It's often said that "Children are the future." But as well-worn as this saying might be, it's true that micro-decisions add up to macro-realities.
The decisions today's kids will make in the coming decades will shape the world. If parents aren't equipping them well, however, the decisions they make won't be wise ones. Truly setting children up for success involves tutoring them in financial literacy.
Make it your mission to guide your children through scenarios to help them become financially literate. Experiences will give them opportunities to grow, and proper supervision will ensure they make prudent choices. Here are 10 ideas to get started:
1. Set the Example
"Do as I say, not as I do" is rarely a successful parenting strategy. You can't help your kids be financially literate if you aren't practicing good money habits yourself. Work on your own financial literacy before trying to instill it in your children.
Do you have debt that needs to be better managed? Are you spending more and saving less than you should be? A personal audit, possibly followed up with some professional assistance, will help you get back on track.
2. Start a Bank Account for Your Child
Numerous banks have options for children to start accounts on a small scale. Having their own checking account will teach your kids how a bank works. This is vital knowledge, as a bank is the financial institution they'll likely have the most contact with in their adult years.
A bank account is an object lesson in financial safety and responsible spending. Teach them the difference between a debit card and a credit card. Help your children understand how easily account information can be accessed, putting their funds in danger. Instruct them never to give out their card information to strangers (or even friends), or to use their card online without your guidance.
3. Take Your Kids Shopping
How you shop says a lot about your financial habits. Do you often give in to impulse buys? Or do you stick to your list, comparing prices and looking for savings?
Remember, your children are watching. Use this opportunity to actively teach them about being a wise consumer. Explain why you make the decisions you do at the store.
The unit price may prompt you to buy a larger box of cereal but a smaller portion of salmon. Your kids might not understand immediately why purchasing eight boxes of cookies is a bad idea, but they'll get there eventually.
4. Explain Opportunity Cost
You can't have it all. With every purchase you make, you're giving something up. That's because - unless you're a superstar CEO - your money is limited. The sooner your kids understand the concept of opportunity cost, the better.
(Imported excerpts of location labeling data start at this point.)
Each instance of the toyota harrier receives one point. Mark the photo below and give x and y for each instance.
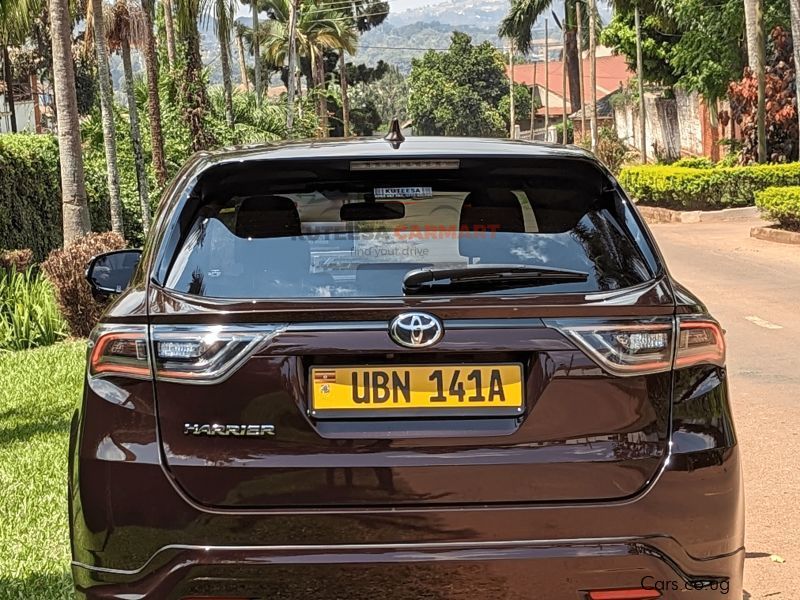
(433, 368)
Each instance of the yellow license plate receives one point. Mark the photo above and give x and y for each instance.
(424, 390)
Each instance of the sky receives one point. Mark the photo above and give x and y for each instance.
(396, 6)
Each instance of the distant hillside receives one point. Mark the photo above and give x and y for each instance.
(404, 35)
(408, 34)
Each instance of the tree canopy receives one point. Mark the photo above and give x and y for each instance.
(458, 92)
(695, 44)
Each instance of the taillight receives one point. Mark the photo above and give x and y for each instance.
(624, 347)
(700, 341)
(119, 350)
(205, 354)
(201, 354)
(628, 347)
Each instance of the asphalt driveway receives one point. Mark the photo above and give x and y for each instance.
(753, 288)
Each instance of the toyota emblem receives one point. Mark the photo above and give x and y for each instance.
(416, 330)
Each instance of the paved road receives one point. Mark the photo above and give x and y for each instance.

One way to illustrate this is to take your kids to the toy store with a set amount of birthday money to spend. They'll probably want half the toys in the aisle, but they will only be able to afford one or two. This is where they'll discover tradeoffs and learn to weigh decisions before opening up their wallet.
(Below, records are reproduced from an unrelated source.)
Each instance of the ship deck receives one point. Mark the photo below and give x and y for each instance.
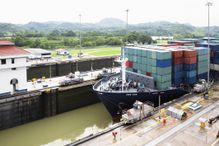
(104, 86)
(152, 131)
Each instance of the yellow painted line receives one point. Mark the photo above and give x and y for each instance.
(215, 142)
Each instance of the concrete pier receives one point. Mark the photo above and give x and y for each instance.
(153, 131)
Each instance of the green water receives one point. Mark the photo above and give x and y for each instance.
(58, 130)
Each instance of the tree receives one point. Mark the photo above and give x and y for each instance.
(70, 34)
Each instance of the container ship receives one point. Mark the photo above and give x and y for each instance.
(154, 74)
5. Support Their Entrepreneurial Desires
Sooner or later, your kid will ask to start a lemonade stand or another entrepreneurial venture. Support their ambitions! Not only will they learn that it takes hard work to succeed, but they'll receive a real-world lesson in financial literacy.
Operating even the smallest-scale business can generate income, but it also requires inputs. When your kid lands a few bucks from their treat shop, teach them how to put it to good use.
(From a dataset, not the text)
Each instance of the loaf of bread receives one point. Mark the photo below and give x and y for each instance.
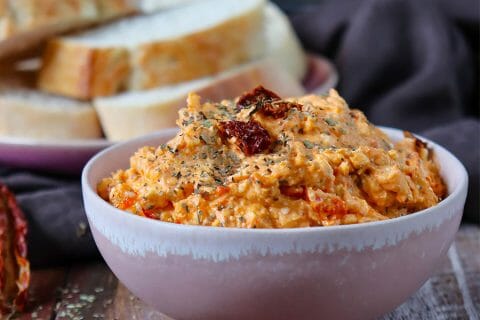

After paying back their startup costs, help them decide how much of their revenue to save and how much to spend. Showing them how to strike a balance will help them develop good financial habits.
6. Pay Your Child a Modest Allowance
As soon as your kids realize that money is needed to buy things, they'll want it. This isn't greed; it's just a realistic view of the world. If you want your child to develop good financial habits, you have to give them some money to practice with.
Some parents simply provide a standard weekly or monthly allowance to their children, no strings attached. But simply handing kids money isn't an accurate representation of how a paycheck is earned.
Instead, pay your kids for their efforts, such as doing chores around the house or achieving scholastic goals. This way, they'll better grasp the value of their hard-earned cash. Simply handing over free money can detract from your ultimate goal of teaching them financial responsibility.
7. Use Apps to Your - and Their - Advantage
The rising generation is extraordinarily tech-savvy. Most likely, your kids are already glued to their digital devices. Use this tendency to your advantage by having them download apps that can help them achieve financial literacy.
Investing apps can show your kids how to put aside money to allow it to grow. Budgeting apps can help them track and manage their spending more effectively. A banking app connected to their personal account will enable them to see how their personal finances stack up.
8. Teach Them About Debt Early On
The average American household has nearly $9,000 in credit card debt. Teaching your kids how to manage debt is a crucial step in their future financial success.
Show your kids what a loan is and how it works - and teach them that not all debts are created equal. While some debts are necessary, such as a mortgage to purchase a house, they should be wary of acquiring unnecessary debt.
9. Walk Them Through Taxes
When it comes to financial literacy, one topic often gets overlooked: taxes. Help your kids understand what taxes are and how they will affect them.
Like debt, taxes can serve much-needed purposes, so explain the function of taxes first. Then, walk your kids through how - and why - taxes are taken out with every paycheck.
Most importantly, try to teach them as much as possible about filing their own taxes. Many adults don't understand this process. As a result, they end up paying an arm and a leg to get the tax prep help they need.
Financial literacy is one of the great keys to "adulting." The earlier you're able to instill it in your children, the better off they'll be when they grow up.